Estado – A posição final do governo reflete uma vitória do Ministério da Saúde frente a outros ministérios?
Costa – O País ganhou. Entendo perfeitamente o debate que se travou. O Brasil ficou em uma situação delicada, pois ao mesmo tempo apoiou a resolução e esteve à frente do G-77, que é o bloco de países em desenvolvimento, onde os produtos agrícolas, como o açúcar, têm um peso grande nas economias. O que conseguimos superar foi a menção, em uma versão anterior da resolução da OMS, que abriria possibilidades de aplicação de subsídios para determinados produtos considerados saudáveis, mas que estabeleceria uma competição desigual entre os países. Construímos uma opção no texto revisado que reconhecia a necessidade da dieta orientada e, ao mesmo tempo, não abria espaço para o protecionismo.
Estado – E quais serão as atividades dos outros ministérios na implementação da estratégia de dieta?
Costa – Vamos debater como produzir e induzir mais o consumo de frutas e alimentos leguminosos. Vamos também trabalhar com a idéia de alterar os hábitos alimentares que existem hoje e definir o que seria um consumo adequado de açúcar.

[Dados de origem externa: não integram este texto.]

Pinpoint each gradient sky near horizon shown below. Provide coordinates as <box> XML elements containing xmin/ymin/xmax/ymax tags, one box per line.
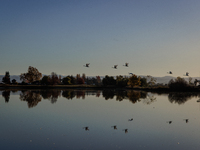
<box><xmin>1</xmin><ymin>0</ymin><xmax>200</xmax><ymax>77</ymax></box>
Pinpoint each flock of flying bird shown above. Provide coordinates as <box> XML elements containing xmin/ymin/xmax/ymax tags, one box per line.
<box><xmin>84</xmin><ymin>63</ymin><xmax>129</xmax><ymax>69</ymax></box>
<box><xmin>167</xmin><ymin>71</ymin><xmax>189</xmax><ymax>76</ymax></box>
<box><xmin>84</xmin><ymin>63</ymin><xmax>190</xmax><ymax>76</ymax></box>
<box><xmin>84</xmin><ymin>63</ymin><xmax>134</xmax><ymax>75</ymax></box>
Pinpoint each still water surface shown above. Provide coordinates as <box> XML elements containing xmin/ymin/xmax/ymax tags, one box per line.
<box><xmin>1</xmin><ymin>89</ymin><xmax>200</xmax><ymax>150</ymax></box>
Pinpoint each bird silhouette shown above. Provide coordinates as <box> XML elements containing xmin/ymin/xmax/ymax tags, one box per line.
<box><xmin>129</xmin><ymin>73</ymin><xmax>133</xmax><ymax>75</ymax></box>
<box><xmin>167</xmin><ymin>71</ymin><xmax>172</xmax><ymax>74</ymax></box>
<box><xmin>83</xmin><ymin>63</ymin><xmax>90</xmax><ymax>67</ymax></box>
<box><xmin>167</xmin><ymin>121</ymin><xmax>172</xmax><ymax>124</ymax></box>
<box><xmin>112</xmin><ymin>65</ymin><xmax>118</xmax><ymax>69</ymax></box>
<box><xmin>183</xmin><ymin>72</ymin><xmax>189</xmax><ymax>76</ymax></box>
<box><xmin>83</xmin><ymin>126</ymin><xmax>89</xmax><ymax>131</ymax></box>
<box><xmin>123</xmin><ymin>129</ymin><xmax>128</xmax><ymax>133</ymax></box>
<box><xmin>183</xmin><ymin>119</ymin><xmax>189</xmax><ymax>123</ymax></box>
<box><xmin>128</xmin><ymin>118</ymin><xmax>133</xmax><ymax>121</ymax></box>
<box><xmin>111</xmin><ymin>125</ymin><xmax>117</xmax><ymax>130</ymax></box>
<box><xmin>123</xmin><ymin>63</ymin><xmax>129</xmax><ymax>67</ymax></box>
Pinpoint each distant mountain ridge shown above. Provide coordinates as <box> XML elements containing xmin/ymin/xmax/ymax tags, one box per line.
<box><xmin>0</xmin><ymin>75</ymin><xmax>199</xmax><ymax>84</ymax></box>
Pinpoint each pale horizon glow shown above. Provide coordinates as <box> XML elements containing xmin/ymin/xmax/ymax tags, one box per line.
<box><xmin>1</xmin><ymin>0</ymin><xmax>200</xmax><ymax>77</ymax></box>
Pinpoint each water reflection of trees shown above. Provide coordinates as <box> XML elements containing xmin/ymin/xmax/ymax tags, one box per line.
<box><xmin>2</xmin><ymin>90</ymin><xmax>11</xmax><ymax>103</ymax></box>
<box><xmin>62</xmin><ymin>90</ymin><xmax>101</xmax><ymax>100</ymax></box>
<box><xmin>168</xmin><ymin>92</ymin><xmax>200</xmax><ymax>105</ymax></box>
<box><xmin>20</xmin><ymin>90</ymin><xmax>42</xmax><ymax>108</ymax></box>
<box><xmin>102</xmin><ymin>90</ymin><xmax>150</xmax><ymax>104</ymax></box>
<box><xmin>142</xmin><ymin>93</ymin><xmax>157</xmax><ymax>105</ymax></box>
<box><xmin>40</xmin><ymin>90</ymin><xmax>61</xmax><ymax>103</ymax></box>
<box><xmin>1</xmin><ymin>89</ymin><xmax>160</xmax><ymax>107</ymax></box>
<box><xmin>62</xmin><ymin>90</ymin><xmax>76</xmax><ymax>100</ymax></box>
<box><xmin>19</xmin><ymin>90</ymin><xmax>61</xmax><ymax>108</ymax></box>
<box><xmin>102</xmin><ymin>90</ymin><xmax>115</xmax><ymax>100</ymax></box>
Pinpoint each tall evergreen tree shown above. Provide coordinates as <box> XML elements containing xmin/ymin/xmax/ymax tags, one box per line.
<box><xmin>2</xmin><ymin>71</ymin><xmax>10</xmax><ymax>84</ymax></box>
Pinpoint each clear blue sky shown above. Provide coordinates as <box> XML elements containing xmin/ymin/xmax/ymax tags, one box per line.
<box><xmin>1</xmin><ymin>0</ymin><xmax>200</xmax><ymax>77</ymax></box>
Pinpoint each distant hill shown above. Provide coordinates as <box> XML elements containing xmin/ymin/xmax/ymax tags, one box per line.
<box><xmin>0</xmin><ymin>75</ymin><xmax>21</xmax><ymax>83</ymax></box>
<box><xmin>0</xmin><ymin>75</ymin><xmax>199</xmax><ymax>84</ymax></box>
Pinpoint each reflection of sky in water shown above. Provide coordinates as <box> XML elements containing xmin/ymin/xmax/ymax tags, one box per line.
<box><xmin>1</xmin><ymin>91</ymin><xmax>200</xmax><ymax>150</ymax></box>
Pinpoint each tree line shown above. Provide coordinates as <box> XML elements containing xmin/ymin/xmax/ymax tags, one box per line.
<box><xmin>1</xmin><ymin>66</ymin><xmax>152</xmax><ymax>87</ymax></box>
<box><xmin>2</xmin><ymin>66</ymin><xmax>198</xmax><ymax>89</ymax></box>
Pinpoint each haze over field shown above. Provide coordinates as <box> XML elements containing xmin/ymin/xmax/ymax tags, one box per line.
<box><xmin>1</xmin><ymin>0</ymin><xmax>200</xmax><ymax>77</ymax></box>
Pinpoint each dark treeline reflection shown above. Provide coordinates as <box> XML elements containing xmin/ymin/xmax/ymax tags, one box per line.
<box><xmin>2</xmin><ymin>90</ymin><xmax>10</xmax><ymax>103</ymax></box>
<box><xmin>3</xmin><ymin>89</ymin><xmax>200</xmax><ymax>108</ymax></box>
<box><xmin>20</xmin><ymin>90</ymin><xmax>62</xmax><ymax>108</ymax></box>
<box><xmin>40</xmin><ymin>90</ymin><xmax>61</xmax><ymax>103</ymax></box>
<box><xmin>20</xmin><ymin>90</ymin><xmax>42</xmax><ymax>108</ymax></box>
<box><xmin>168</xmin><ymin>92</ymin><xmax>200</xmax><ymax>104</ymax></box>
<box><xmin>1</xmin><ymin>90</ymin><xmax>157</xmax><ymax>107</ymax></box>
<box><xmin>102</xmin><ymin>90</ymin><xmax>149</xmax><ymax>104</ymax></box>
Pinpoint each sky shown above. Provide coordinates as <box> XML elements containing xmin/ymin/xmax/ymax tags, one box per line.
<box><xmin>1</xmin><ymin>0</ymin><xmax>200</xmax><ymax>77</ymax></box>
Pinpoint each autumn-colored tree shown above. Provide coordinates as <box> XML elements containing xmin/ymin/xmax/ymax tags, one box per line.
<box><xmin>41</xmin><ymin>75</ymin><xmax>50</xmax><ymax>85</ymax></box>
<box><xmin>102</xmin><ymin>75</ymin><xmax>116</xmax><ymax>86</ymax></box>
<box><xmin>20</xmin><ymin>66</ymin><xmax>42</xmax><ymax>83</ymax></box>
<box><xmin>76</xmin><ymin>74</ymin><xmax>80</xmax><ymax>84</ymax></box>
<box><xmin>2</xmin><ymin>71</ymin><xmax>10</xmax><ymax>84</ymax></box>
<box><xmin>128</xmin><ymin>74</ymin><xmax>141</xmax><ymax>88</ymax></box>
<box><xmin>82</xmin><ymin>73</ymin><xmax>86</xmax><ymax>81</ymax></box>
<box><xmin>116</xmin><ymin>75</ymin><xmax>128</xmax><ymax>87</ymax></box>
<box><xmin>70</xmin><ymin>75</ymin><xmax>76</xmax><ymax>84</ymax></box>
<box><xmin>62</xmin><ymin>76</ymin><xmax>71</xmax><ymax>85</ymax></box>
<box><xmin>77</xmin><ymin>77</ymin><xmax>85</xmax><ymax>84</ymax></box>
<box><xmin>49</xmin><ymin>72</ymin><xmax>60</xmax><ymax>85</ymax></box>
<box><xmin>96</xmin><ymin>76</ymin><xmax>102</xmax><ymax>85</ymax></box>
<box><xmin>168</xmin><ymin>76</ymin><xmax>189</xmax><ymax>90</ymax></box>
<box><xmin>140</xmin><ymin>77</ymin><xmax>148</xmax><ymax>87</ymax></box>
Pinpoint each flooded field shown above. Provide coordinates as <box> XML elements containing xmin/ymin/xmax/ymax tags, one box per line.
<box><xmin>1</xmin><ymin>89</ymin><xmax>200</xmax><ymax>150</ymax></box>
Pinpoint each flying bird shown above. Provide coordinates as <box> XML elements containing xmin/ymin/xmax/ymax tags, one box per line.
<box><xmin>183</xmin><ymin>119</ymin><xmax>189</xmax><ymax>123</ymax></box>
<box><xmin>123</xmin><ymin>63</ymin><xmax>129</xmax><ymax>67</ymax></box>
<box><xmin>128</xmin><ymin>118</ymin><xmax>133</xmax><ymax>121</ymax></box>
<box><xmin>183</xmin><ymin>72</ymin><xmax>189</xmax><ymax>76</ymax></box>
<box><xmin>83</xmin><ymin>63</ymin><xmax>90</xmax><ymax>67</ymax></box>
<box><xmin>112</xmin><ymin>65</ymin><xmax>118</xmax><ymax>69</ymax></box>
<box><xmin>167</xmin><ymin>121</ymin><xmax>172</xmax><ymax>124</ymax></box>
<box><xmin>167</xmin><ymin>71</ymin><xmax>173</xmax><ymax>74</ymax></box>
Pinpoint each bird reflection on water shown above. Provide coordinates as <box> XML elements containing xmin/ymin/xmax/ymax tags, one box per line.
<box><xmin>83</xmin><ymin>127</ymin><xmax>89</xmax><ymax>131</ymax></box>
<box><xmin>123</xmin><ymin>129</ymin><xmax>128</xmax><ymax>133</ymax></box>
<box><xmin>111</xmin><ymin>125</ymin><xmax>117</xmax><ymax>130</ymax></box>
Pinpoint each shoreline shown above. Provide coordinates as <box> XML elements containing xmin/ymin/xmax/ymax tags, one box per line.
<box><xmin>0</xmin><ymin>84</ymin><xmax>200</xmax><ymax>92</ymax></box>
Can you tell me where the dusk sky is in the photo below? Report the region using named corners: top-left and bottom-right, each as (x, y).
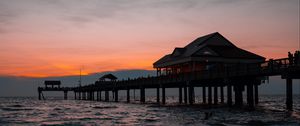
top-left (0, 0), bottom-right (299, 77)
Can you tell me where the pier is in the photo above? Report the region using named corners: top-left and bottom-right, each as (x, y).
top-left (38, 32), bottom-right (300, 111)
top-left (38, 81), bottom-right (73, 100)
top-left (70, 58), bottom-right (299, 110)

Com o Ministério da Educação, vamos debater a composição da merenda escolar. Já para as exportações brasileiras de açúcar, não creio que a estratégia da OMS tenha um impacto negativo. Não queremos afetar a capacidade do Brasil de competir no mercado internacional.

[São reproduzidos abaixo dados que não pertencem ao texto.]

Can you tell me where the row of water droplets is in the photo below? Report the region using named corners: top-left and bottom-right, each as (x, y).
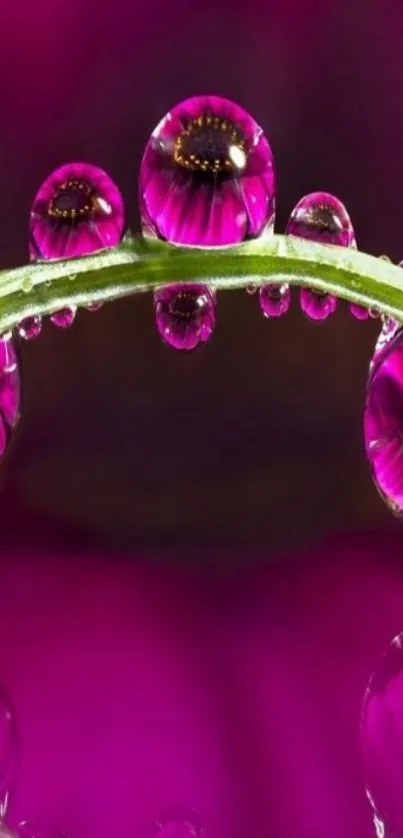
top-left (13, 94), bottom-right (386, 350)
top-left (2, 94), bottom-right (402, 511)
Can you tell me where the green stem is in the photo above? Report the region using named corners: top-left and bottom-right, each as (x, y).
top-left (1, 234), bottom-right (402, 333)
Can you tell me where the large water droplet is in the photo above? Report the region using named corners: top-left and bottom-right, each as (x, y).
top-left (364, 321), bottom-right (403, 513)
top-left (362, 632), bottom-right (403, 838)
top-left (139, 95), bottom-right (275, 246)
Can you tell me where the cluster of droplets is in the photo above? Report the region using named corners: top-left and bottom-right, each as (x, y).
top-left (21, 95), bottom-right (371, 355)
top-left (4, 93), bottom-right (401, 515)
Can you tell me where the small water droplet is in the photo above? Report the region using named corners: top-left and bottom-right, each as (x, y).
top-left (68, 273), bottom-right (77, 282)
top-left (349, 302), bottom-right (369, 320)
top-left (259, 283), bottom-right (291, 318)
top-left (286, 191), bottom-right (355, 247)
top-left (379, 254), bottom-right (392, 262)
top-left (154, 282), bottom-right (216, 351)
top-left (300, 288), bottom-right (337, 321)
top-left (369, 305), bottom-right (381, 319)
top-left (21, 277), bottom-right (33, 294)
top-left (50, 307), bottom-right (76, 329)
top-left (246, 284), bottom-right (258, 295)
top-left (17, 316), bottom-right (42, 341)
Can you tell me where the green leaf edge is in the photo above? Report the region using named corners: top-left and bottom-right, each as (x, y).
top-left (1, 234), bottom-right (402, 333)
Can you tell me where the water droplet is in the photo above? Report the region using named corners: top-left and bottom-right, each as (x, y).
top-left (362, 632), bottom-right (403, 838)
top-left (370, 305), bottom-right (382, 320)
top-left (379, 254), bottom-right (392, 262)
top-left (21, 277), bottom-right (33, 294)
top-left (300, 288), bottom-right (337, 321)
top-left (259, 283), bottom-right (291, 318)
top-left (139, 95), bottom-right (275, 246)
top-left (286, 191), bottom-right (355, 247)
top-left (349, 302), bottom-right (369, 320)
top-left (17, 316), bottom-right (42, 341)
top-left (364, 321), bottom-right (403, 512)
top-left (0, 689), bottom-right (19, 819)
top-left (29, 162), bottom-right (125, 261)
top-left (154, 282), bottom-right (216, 350)
top-left (246, 284), bottom-right (258, 296)
top-left (68, 273), bottom-right (77, 282)
top-left (50, 307), bottom-right (76, 329)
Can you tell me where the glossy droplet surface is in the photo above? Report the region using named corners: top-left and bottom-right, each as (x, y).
top-left (0, 338), bottom-right (21, 463)
top-left (139, 95), bottom-right (275, 246)
top-left (287, 192), bottom-right (354, 322)
top-left (0, 690), bottom-right (18, 817)
top-left (17, 316), bottom-right (42, 341)
top-left (361, 632), bottom-right (403, 838)
top-left (154, 283), bottom-right (216, 350)
top-left (300, 288), bottom-right (337, 321)
top-left (29, 162), bottom-right (125, 261)
top-left (286, 190), bottom-right (355, 247)
top-left (350, 302), bottom-right (369, 320)
top-left (364, 323), bottom-right (403, 513)
top-left (50, 307), bottom-right (76, 329)
top-left (259, 283), bottom-right (291, 318)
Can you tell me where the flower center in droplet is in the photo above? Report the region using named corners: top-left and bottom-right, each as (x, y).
top-left (174, 114), bottom-right (246, 174)
top-left (303, 204), bottom-right (343, 235)
top-left (49, 179), bottom-right (95, 221)
top-left (169, 290), bottom-right (201, 320)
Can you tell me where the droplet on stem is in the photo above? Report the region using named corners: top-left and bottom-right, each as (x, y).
top-left (259, 283), bottom-right (291, 318)
top-left (154, 282), bottom-right (216, 350)
top-left (17, 316), bottom-right (42, 341)
top-left (50, 307), bottom-right (76, 329)
top-left (29, 162), bottom-right (125, 261)
top-left (286, 191), bottom-right (355, 321)
top-left (139, 95), bottom-right (275, 246)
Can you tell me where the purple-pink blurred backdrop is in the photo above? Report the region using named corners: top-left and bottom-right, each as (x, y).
top-left (1, 2), bottom-right (403, 838)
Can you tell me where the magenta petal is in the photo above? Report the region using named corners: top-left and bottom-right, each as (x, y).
top-left (139, 95), bottom-right (275, 246)
top-left (29, 162), bottom-right (125, 261)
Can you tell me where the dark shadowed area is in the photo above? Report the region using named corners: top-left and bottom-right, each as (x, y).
top-left (0, 2), bottom-right (402, 838)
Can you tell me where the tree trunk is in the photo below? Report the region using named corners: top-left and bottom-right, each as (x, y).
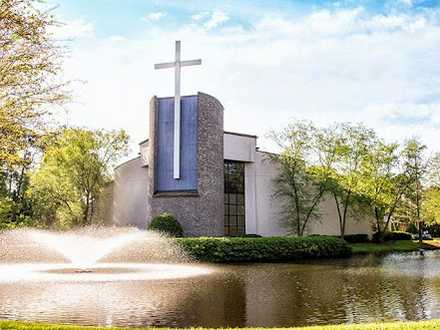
top-left (374, 207), bottom-right (384, 242)
top-left (333, 193), bottom-right (344, 238)
top-left (83, 195), bottom-right (90, 226)
top-left (419, 221), bottom-right (424, 244)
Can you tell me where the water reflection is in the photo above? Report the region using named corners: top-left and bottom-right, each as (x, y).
top-left (2, 252), bottom-right (440, 327)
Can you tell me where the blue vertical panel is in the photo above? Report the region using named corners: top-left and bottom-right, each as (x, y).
top-left (156, 96), bottom-right (198, 192)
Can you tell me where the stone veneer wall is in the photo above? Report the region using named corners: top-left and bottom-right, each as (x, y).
top-left (146, 92), bottom-right (224, 236)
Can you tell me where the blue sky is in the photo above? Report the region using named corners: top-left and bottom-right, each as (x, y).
top-left (49, 0), bottom-right (440, 157)
top-left (54, 0), bottom-right (440, 37)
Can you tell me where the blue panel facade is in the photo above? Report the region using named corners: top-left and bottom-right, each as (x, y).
top-left (155, 96), bottom-right (198, 192)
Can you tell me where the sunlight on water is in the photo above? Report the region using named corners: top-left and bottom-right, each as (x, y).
top-left (0, 263), bottom-right (213, 283)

No setor, iniciativas públicas ficaram somente no papel
Anúncio de programa semelhante ao sugerido em 2002 surge depois de protesto médico
LÍGIA FORMENTI
BRASÍLIA – A promessa do ministro Humberto Costa de reforçar a distribuição de medicamentos para hipertensão e diabete ocorre menos de um mês depois de a Sociedade Brasileira de Cardiologia protestar contra a crise na área. Para representantes da entidade, além de a quantidade de remédios oferecida à população ser insuficiente ocorre de forma inconstante, o que prejudica o tratamento. Um problema e tanto de saúde pública, principalmente quando se leva em conta que as duas doenças são o principal fator de risco para distúrbios cardiovasculares – a principal causa de morte dos brasileiros.
Até hoje, várias iniciativas governamentais já foram anunciadas para garantir um tratamento adequado para os diabéticos e os hipertensos. Um programa lançado no governo anterior – o Plano de Reorganização de Atenção aos Portadores de Hipertensão Arterial e Diabete – arrancou elogios da Organização Pan-Americana de Saúde. Mas poucos resultados práticos foram obtidos até agora.

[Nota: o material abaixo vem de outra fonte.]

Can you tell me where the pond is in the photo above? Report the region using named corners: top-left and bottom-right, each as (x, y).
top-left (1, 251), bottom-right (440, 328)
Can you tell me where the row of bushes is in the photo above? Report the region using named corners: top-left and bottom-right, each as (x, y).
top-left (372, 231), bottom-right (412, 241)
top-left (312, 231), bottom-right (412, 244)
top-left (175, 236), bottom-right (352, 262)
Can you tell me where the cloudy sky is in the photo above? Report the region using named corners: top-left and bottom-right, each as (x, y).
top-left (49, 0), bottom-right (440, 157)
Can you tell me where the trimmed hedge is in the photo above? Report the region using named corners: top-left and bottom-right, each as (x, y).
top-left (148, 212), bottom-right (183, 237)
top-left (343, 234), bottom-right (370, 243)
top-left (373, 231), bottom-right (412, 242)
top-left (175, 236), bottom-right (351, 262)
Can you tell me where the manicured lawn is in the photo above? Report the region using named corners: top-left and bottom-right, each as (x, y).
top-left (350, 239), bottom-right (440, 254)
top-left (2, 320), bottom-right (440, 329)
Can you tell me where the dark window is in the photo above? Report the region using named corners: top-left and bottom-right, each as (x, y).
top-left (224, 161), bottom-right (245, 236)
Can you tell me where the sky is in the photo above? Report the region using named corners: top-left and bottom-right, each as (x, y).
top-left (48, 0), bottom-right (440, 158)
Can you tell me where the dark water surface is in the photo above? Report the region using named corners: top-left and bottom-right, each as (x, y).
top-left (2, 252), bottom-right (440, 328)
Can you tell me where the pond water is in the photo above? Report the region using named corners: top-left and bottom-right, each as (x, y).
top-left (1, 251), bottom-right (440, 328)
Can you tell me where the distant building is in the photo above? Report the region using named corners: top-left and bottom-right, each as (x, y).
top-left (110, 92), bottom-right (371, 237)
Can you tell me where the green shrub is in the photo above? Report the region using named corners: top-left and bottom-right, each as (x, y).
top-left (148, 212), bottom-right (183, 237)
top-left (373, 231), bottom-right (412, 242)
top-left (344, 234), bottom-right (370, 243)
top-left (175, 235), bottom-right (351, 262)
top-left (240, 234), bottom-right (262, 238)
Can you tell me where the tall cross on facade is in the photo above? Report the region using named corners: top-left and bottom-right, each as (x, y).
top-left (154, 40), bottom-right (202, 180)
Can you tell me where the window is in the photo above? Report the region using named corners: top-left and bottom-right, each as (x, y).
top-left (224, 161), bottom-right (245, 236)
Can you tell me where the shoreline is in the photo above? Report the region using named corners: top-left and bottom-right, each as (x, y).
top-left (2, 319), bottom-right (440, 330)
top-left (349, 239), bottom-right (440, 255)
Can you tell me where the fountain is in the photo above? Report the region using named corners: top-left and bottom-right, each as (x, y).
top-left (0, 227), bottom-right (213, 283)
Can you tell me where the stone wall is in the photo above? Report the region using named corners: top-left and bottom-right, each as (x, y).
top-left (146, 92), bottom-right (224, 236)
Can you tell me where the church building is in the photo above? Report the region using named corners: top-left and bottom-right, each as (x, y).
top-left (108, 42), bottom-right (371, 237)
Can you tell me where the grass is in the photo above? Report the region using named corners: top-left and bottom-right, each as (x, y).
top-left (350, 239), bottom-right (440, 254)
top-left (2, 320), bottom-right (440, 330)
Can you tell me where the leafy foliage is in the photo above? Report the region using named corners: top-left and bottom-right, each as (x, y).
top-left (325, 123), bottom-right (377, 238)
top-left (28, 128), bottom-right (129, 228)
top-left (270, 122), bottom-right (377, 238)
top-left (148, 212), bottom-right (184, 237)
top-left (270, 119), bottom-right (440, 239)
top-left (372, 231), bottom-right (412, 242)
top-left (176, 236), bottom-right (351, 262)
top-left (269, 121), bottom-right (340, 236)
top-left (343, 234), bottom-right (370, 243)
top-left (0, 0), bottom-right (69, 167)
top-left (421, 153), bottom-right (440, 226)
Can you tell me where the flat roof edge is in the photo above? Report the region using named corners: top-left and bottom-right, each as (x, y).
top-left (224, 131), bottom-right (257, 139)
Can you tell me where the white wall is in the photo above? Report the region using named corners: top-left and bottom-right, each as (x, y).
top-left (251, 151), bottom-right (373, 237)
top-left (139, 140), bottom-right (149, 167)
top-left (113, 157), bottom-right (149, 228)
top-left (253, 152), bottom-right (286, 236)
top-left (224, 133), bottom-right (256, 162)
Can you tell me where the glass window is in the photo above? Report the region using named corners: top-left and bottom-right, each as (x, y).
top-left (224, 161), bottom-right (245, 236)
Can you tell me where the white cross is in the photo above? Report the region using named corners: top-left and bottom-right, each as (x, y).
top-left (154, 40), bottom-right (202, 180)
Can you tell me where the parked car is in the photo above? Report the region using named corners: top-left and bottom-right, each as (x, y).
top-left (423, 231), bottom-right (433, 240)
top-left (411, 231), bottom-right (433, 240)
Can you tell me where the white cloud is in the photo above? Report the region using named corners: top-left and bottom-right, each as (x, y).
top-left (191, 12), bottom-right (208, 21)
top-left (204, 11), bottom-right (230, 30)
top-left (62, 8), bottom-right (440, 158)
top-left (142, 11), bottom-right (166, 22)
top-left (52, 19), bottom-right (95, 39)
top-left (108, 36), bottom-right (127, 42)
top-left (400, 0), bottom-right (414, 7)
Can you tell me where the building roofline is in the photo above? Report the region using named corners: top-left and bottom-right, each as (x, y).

Naquela época, também foi lançada a idéia – agora novamente anunciada por Humberto Costa – de o governo federal tomar para si a responsabilidade a compra de medicamentos. Em 2002, o então ministro da Saúde, Barjas Negri, anunciou a intenção do governo federal de centralizar a operação para hipertensão arterial. A expectativa era de que, até o início de 2003, 9 milhões de pessoas tivessem acesso à compra dos medicamentos.
Pouca coisa mudou de lá para cá. Como mostra o alerta da Sociedade Brasileira de Cardiologia, uma legião de pacientes ainda encontra dificuldades para adquirir na rede pública de saúde medicamentos para controlar hipertensão ou diabete.